新型リーフは操作に対する応答の滑らかさと扱いやすさが光る。低速域でも違和感が少なく、操舵力は軽めで、乗り心地も穏やかかつ静粛性が高く、全体としてリラックスした移動が可能だ。
ADASのレーンキープ制御も自然で安心感が高い。積極的なドライビングよりも「移動時間そのものの快適さ」に価値を置いた仕上がりといえる。
eビターラ(4WD)は対照的に、軽快さが際立つモデルだ。車体の軽さを感じさせるハンドリングは、今回の試乗車のなかで最も軽快で、積極的に走らせたくなるキャラクターだ。減速から再加速へのつながりもスムーズで、コーナーでの踏み増しも自由自在に行える。
一方でADASの介入はやや強めで、場面によってはドライバーの意図とのズレを感じることもあった。

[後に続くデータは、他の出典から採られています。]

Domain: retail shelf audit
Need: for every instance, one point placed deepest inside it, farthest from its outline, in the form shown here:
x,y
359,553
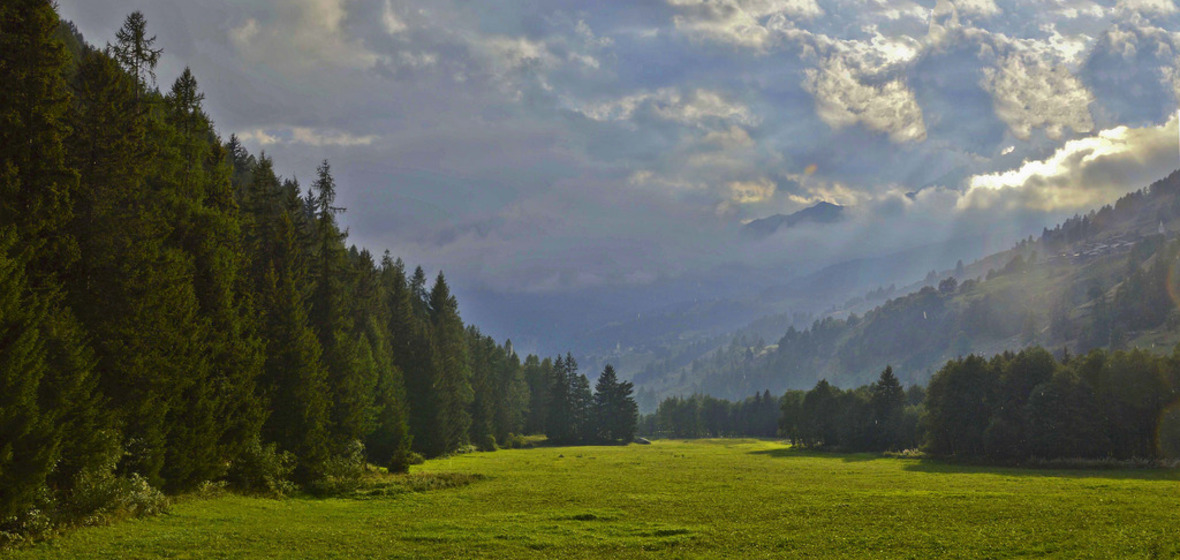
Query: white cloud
x,y
699,107
1083,172
843,100
751,191
1161,7
1030,93
393,25
306,136
302,35
985,8
740,22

サクラは扱いやすい加速フィールと、自然な減速挙動が印象的で、特にADASの制御はとてもなめらかで違和感が少なく、軽の枠を超えた完成度だ。
他方のN-ONE e:は、足回りのしなやかさと乗り心地のよさが際立ち、サクラを超える部分もある。減速から加速へのつながりも自然で優れるが、内装や演出面にBEVの新しさが感じにくかった。
以上の試乗結果をもとに筆者なりに評価を行った。評価は「電動ドライブの完成度」「乗員快適性」「操作性の満足度」「運転支援の介入品質」「コスト価値」の5項目、それぞれ5点満点で評価した。
リーフとeビターラが同点1位、RZが3位に
その結果、eビターラと新型リーフが同点で第1位となった。
eビターラは軽快なハンドリングによる「走る楽しさ」、リーフは快適性とADASによる「過ごす価値」と、それぞれ異なる方向性で完成度が高く、いずれも価格とのバランスに優れる点を評価した。
3位はレクサスRZだ。性能面ではトップクラス、特に電動ドライブの完成度という観点ではトップクラスであり、不満はほとんどないが、950万円という価格帯を踏まえると評価基準が一段引き上がってしまい、操作に対する挙動の唐突さが体験価値に影響し、結果として順位を落とした。
今回の試乗は、追浜のグランドライブ内での試乗ではあったが、スラロームなどができる直線路は使用不可だったこともあり、レクサスRZの性能の高さを引き出すことができず、その価値を最大限に味わい切れなかったという側面もあるだろう。
サクラは、価格を踏まえた体験価値という観点で極めて優秀だと感じたが、絶対的な性能では上位に及ばず4位。N-ONE e:は走りや航続性能そのものは充分に評価できる一方で、内装の品質やメーターなどの表示系にBEVならではの特別感が乏しく、所有する満足感という点で評価を落とし、5位となった。